SniperDz Scams Abuse Browser Notifications and Back Button Traps
Group-IB has detailed a SniperDz scam ecosystem that turns social media traffic into browser notification subscriptions, premium SMS or call charges, investment leads, and other paid redirect flows. The important part is not only the phishing templates: the same funnel also abuses normal browser features that can keep producing pop-ups after the original tab is closed.
The report, published on June 11, 2026, describes SniperDz as a combined Push-Notification-as-a-Service and Phishing-as-a-Service platform with more than 80 templates impersonating over 30 brands. Group-IB says the operation used fake posts for free mobile internet, financial compensation, government aid, and similar rewards to pull users into multi-step redirects.
How the SniperDz Funnel Works
The campaign starts with familiar social posts or ads, often impersonating a telecom provider, public figure, or trusted organization. Instead of sending people directly to a suspicious domain, the operators first use link-aggregation pages such as Linkbio or Linktree-style landing pages to hide the real destination.
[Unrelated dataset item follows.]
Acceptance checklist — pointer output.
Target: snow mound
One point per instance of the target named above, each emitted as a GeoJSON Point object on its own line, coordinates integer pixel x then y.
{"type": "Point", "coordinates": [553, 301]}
After that, the user is sent to attacker-controlled infrastructure. Group-IB listed examples including win.feezossl[.]xyz, win.anababayala[.]com, and aff.bnaosf1he[.]shop. The final page can show a loading or verification-style screen that asks the visitor to click Allow for browser notifications.
If that permission is granted, the site can send push notifications later, even when the scam page is no longer open. This is the same user-facing problem covered in our browser notification scam removal guide and the broader pop-up ads and browser notifications cleanup hub.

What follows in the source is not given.